Я прихожу в себя через три минуты. Вспотевшая, разгоряченная. Меня все еще трясет, но я могу заглотить воздух, вдохнуть, наполняя сначала живот, затем грудь, и медленно выдохнуть. Восстановить ритм, вернуться на табурет.

Смотрю на первый холст и закрашиваю его синей краской.

Я помню ту ночь: слякоть, осень, размытую в палисаднике землю. Стою в пижаме и резиновых сапогах на голую ногу. Топаю от скуки по скисшей грязи – незаметно, чтобы не отругали. Мама стоит рядом в махровом халате. Какого он цвета? Синего или розового.

Добавляю на холст пятно цвета фуксии и ярко-желтый, как цвет моих сапог, – всполох в синеватой темноте.

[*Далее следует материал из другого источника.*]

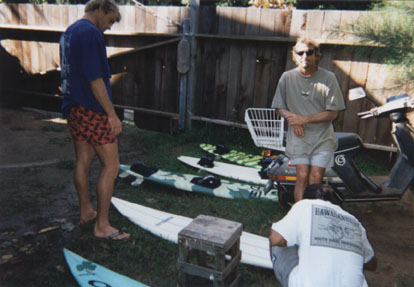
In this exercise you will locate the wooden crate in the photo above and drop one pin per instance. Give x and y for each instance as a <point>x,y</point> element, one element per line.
<point>209,248</point>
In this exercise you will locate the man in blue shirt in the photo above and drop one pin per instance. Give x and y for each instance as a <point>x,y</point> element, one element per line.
<point>87,105</point>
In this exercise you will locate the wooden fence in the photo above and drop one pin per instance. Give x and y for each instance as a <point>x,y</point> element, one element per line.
<point>240,55</point>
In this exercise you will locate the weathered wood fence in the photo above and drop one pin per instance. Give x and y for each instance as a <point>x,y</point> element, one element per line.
<point>240,53</point>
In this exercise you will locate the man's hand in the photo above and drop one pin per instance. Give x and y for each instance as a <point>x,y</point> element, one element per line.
<point>298,130</point>
<point>115,123</point>
<point>294,119</point>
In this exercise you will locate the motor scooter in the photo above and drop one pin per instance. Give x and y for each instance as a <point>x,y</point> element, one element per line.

Провожу светлую линию – подъезд оплели белой лентой, зацепили ее за лиственницу и кривую яблоню, что росли по обе стороны от подъездной дорожки. Рядом встали милиционеры, охраняли то ли дом, то ли людей – себя.

Очень холодно (это октябрь?), но ноги в сапогах вспотели. Не страшно. Дернула маму за руку: скоро? «Ждем, – отвечает. – Видишь, никто не приехал».

Держала за ухо плюшевого зайца. Взяла его с собой, потому что бежать из квартиры с пустыми карманами нельзя, нужно взять вещь в дорогу, чтобы вернуться. Где я об этом услышала? Наверное, в мультике или в спектакле по радио.